My advice is to start disengaging from sd and watch her like a hawk once your baby is born. Congratulations on your pregnancy.

DCGIRL's picture

We are in a state where he pays until she's 21.. I'm not sure why she's not working, I've asked the same question because I started working consistently at 16 years old and by the time I was 19, I was totally providing for myself. I may go to my mother here and there if I needed assistance, but for the most part I took care of myself.

Maxwell09's picture

I think it is because she is upset he is starting a "new" family and this little girl will get to have her mom and dad together. I'm sure she chalked it up to financial worries because other people won't argue with her about that especially if they don't know your DH's finances or if her and BM have projected your DH as a deadbeat.

SugarSpice's picture

your sd hates you as when your child is born she will no longer be the baby in the family.

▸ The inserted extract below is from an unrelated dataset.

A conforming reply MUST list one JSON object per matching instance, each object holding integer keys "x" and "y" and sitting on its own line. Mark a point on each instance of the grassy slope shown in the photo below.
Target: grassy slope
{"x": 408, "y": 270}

she is a young woman and can be a mother herself at that age. at this age, she should be in school and have a job.

rather than be happy foryou and her father, she is jealous.

what a spoiled brat. immature and selfish.

dont let her rain on your parade and your happiness in your coming family.

I-m so happy agree about disengaging.

Acratopotes's picture

Ignore it Hon, you are the evil witch who took daddy away from them, that's what SD and BM believes and you will never change their view on the matter, You know it's not true, DH knows it's not true... so who cares what they think.

Congrats on the new baby, enjoy every moment of it and Hon, SD and her half sibling will never know each other, SD will never like the baby, the age difference is just to big, thus you will raise a single child or maybe 2, depends on what you and DH decided.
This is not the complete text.